La fiducia è un bene scarso, che andrebbe coltivato. Ma richiede un animo grande, aperto; consapevole dei rischi e appassionato degli uomini e del futuro. In condizioni di non rispetto o di grigiore sentimentale non può maturare alcuna disposizione positiva verso gli altri, i loro impegni e le loro difficoltà. Per questo è sempre più difficile incontrare imprese che non siano luoghi di ‘passioni tristi’. Predisposte a ruotare, senza scampo, su se stesse approdando a mediocri delusioni.
Ci vorrebbe coraggio, e un po’ di carisma. Resta il tema della contraddizione tra i tempi (corti) del mercato e i tempi necessari perché si sviluppino rapporti di fiducia, lealtà e impegno. Le relazioni che reggono scambi fiduciari devono essere durature, perché impegnano tempo e producono esperienze che maturano lentamente.
Il bisogno di radicarsi è un prerequisito alla fiducia. Ma il radicarsi non sembra oggi funzionale ai rapporti professionali e allo sviluppo di carriere spot.
Oggi vale la logica del breve e del brevissimo termine, il cambiamento rapido e rapidissimo che capitalizza sul divario tra le posizioni di partenza e quelle di approdo; un tipo di flessibilità che si potrebbe chiamare ‘usa e getta’.
In fondo anche tradire è un modo per semplificare la realtà.

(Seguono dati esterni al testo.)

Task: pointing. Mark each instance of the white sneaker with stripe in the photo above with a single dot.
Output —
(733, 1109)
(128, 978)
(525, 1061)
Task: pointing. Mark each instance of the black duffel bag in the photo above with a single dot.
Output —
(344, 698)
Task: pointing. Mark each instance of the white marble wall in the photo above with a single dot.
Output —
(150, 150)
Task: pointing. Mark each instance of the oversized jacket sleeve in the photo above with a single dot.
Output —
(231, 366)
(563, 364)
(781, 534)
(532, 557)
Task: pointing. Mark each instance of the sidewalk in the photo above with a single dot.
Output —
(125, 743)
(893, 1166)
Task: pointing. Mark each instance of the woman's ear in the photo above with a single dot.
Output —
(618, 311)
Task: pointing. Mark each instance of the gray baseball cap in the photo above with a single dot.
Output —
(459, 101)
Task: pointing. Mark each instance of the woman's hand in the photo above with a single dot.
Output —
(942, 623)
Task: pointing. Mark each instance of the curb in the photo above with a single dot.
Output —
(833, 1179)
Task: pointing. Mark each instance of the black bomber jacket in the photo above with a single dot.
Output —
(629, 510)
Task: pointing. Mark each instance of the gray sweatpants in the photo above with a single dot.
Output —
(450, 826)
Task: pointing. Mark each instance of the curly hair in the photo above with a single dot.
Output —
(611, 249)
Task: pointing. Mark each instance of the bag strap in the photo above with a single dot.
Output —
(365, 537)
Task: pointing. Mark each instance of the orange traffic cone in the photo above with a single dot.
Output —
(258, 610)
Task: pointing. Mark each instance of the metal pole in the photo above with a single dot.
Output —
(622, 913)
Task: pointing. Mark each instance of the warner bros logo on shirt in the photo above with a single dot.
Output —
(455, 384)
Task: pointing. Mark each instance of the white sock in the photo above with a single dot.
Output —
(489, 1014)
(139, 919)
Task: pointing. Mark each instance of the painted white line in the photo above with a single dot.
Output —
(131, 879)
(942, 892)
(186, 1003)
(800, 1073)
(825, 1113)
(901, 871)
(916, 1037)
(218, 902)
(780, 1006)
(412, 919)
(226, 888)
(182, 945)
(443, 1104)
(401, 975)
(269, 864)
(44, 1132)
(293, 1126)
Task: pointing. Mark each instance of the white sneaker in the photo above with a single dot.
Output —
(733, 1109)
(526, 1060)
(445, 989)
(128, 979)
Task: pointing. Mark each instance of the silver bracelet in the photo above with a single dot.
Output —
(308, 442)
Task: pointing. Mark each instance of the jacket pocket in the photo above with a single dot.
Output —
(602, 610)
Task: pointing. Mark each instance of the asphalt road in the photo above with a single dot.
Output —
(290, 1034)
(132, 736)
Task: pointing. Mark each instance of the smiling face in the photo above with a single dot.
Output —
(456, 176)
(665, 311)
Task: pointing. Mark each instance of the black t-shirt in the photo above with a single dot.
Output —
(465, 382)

Meno oneroso, spesso, in termini di tempo e di impegno, del creare e mantenere reti di scambio fiduciario.
La variabilità, la frammentazione, la precarietà temporale delle relazioni - nell’attuale fase di sviluppo industriale caratterizzata da una fortissima competitività - ‘corrodono il carattere’, come ha scritto qualcuno, e la tenuta anche psicologica delle persone, rendendo volatili i valori e incerte le prospettive.
Cioè distruggono fiducia.
*** Pier Luigi CELLI, top manager e scrittore, L’azienda? Chiede la mano e offre il pugno, ‘CorrierEconomia’, 19 aprile 2004.